Maerbenn 03-06-2003 07:39 AM

In the Second Phase of the Later Quenta Silmarillion published in HoMe X: Morgoth's Ring Tolkien gives the meaning 'the Mountains of Oppression'.

the guy who be short 03-06-2003 08:29 AM

could you please break up thangorodrim into the mountains of oppression? i know orod is mountain. whats oppresion and of?

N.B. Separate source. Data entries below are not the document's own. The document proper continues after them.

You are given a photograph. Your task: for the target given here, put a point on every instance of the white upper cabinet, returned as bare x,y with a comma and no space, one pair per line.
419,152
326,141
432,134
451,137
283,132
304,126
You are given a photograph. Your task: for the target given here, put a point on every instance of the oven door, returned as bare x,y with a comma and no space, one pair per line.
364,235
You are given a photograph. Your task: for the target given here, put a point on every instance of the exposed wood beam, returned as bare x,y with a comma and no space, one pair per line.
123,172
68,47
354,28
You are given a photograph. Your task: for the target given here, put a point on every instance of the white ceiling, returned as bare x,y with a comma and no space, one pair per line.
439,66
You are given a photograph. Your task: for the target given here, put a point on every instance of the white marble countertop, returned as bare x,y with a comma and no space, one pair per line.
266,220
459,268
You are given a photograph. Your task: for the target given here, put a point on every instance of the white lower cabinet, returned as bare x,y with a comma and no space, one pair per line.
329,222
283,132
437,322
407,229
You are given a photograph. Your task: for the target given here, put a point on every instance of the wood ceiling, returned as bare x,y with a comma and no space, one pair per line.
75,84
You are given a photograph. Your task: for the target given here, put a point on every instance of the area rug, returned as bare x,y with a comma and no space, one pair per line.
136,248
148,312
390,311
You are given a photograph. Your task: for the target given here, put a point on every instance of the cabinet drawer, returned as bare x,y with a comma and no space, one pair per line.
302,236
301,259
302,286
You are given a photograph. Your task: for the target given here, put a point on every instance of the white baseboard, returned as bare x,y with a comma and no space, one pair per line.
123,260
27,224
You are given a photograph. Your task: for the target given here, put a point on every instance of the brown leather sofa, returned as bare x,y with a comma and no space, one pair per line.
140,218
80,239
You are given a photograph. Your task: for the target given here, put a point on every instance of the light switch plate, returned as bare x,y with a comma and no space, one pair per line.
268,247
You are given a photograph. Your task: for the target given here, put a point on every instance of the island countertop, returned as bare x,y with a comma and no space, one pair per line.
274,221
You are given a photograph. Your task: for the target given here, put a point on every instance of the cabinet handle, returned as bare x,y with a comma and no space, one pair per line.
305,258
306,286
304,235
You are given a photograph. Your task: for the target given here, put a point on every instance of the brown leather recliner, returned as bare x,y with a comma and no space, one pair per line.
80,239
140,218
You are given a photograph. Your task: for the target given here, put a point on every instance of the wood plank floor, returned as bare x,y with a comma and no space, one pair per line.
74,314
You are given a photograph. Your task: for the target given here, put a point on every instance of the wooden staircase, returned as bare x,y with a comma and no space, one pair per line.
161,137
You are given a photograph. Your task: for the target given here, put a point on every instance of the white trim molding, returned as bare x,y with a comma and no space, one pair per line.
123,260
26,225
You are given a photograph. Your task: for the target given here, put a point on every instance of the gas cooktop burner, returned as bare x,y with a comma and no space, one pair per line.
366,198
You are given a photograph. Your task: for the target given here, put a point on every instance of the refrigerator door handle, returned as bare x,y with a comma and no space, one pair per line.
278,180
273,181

Feanor of the Peredhil 03-06-2003 04:05 PM

Didn't Orthanc mean something in two separate languages? Because instead of fang, I'd assume it meant 'tower', as in the towers of oppresion, loosely translated. Also, the it could be 'than' with no g, and the g could come in gor, as in gorgor, which meant terror. As for the 'odrim', maybe it was a little personification, eh, the 'Towers of Terror' personified, but that's asking for a bit too much of a stretch.

Falagar 03-06-2003 05:34 PM

If I remember correctly, Orthanc should mean something like "clever device" in old-english, but I can't remember what it meant in Elvish (it was something similar...). I've taken it from Unfinished Tales, but I can't find the exact quote...

[ March 06, 2003: Message edited by: Falagar ]

Annunfuiniel 03-07-2003 01:56 AM

Thangorodrim: thang='oppression'
orod='mountain'
rim='multitude, crowd', often
a sign of collective plural
(as in this case:mountains)

Burzdol 03-07-2003 01:59 PM

What language does that come from?[elvish, dwarven, etc.]

~Burzdol~

Inderjit Sanghera 03-07-2003 02:04 PM

Sindarin. The language of the Sindar and later on the Noldor, though it wasn't widely spoken in Beleriand until the Dagor Aglareb.


All times are GMT -6. The time now is 06:42 PM.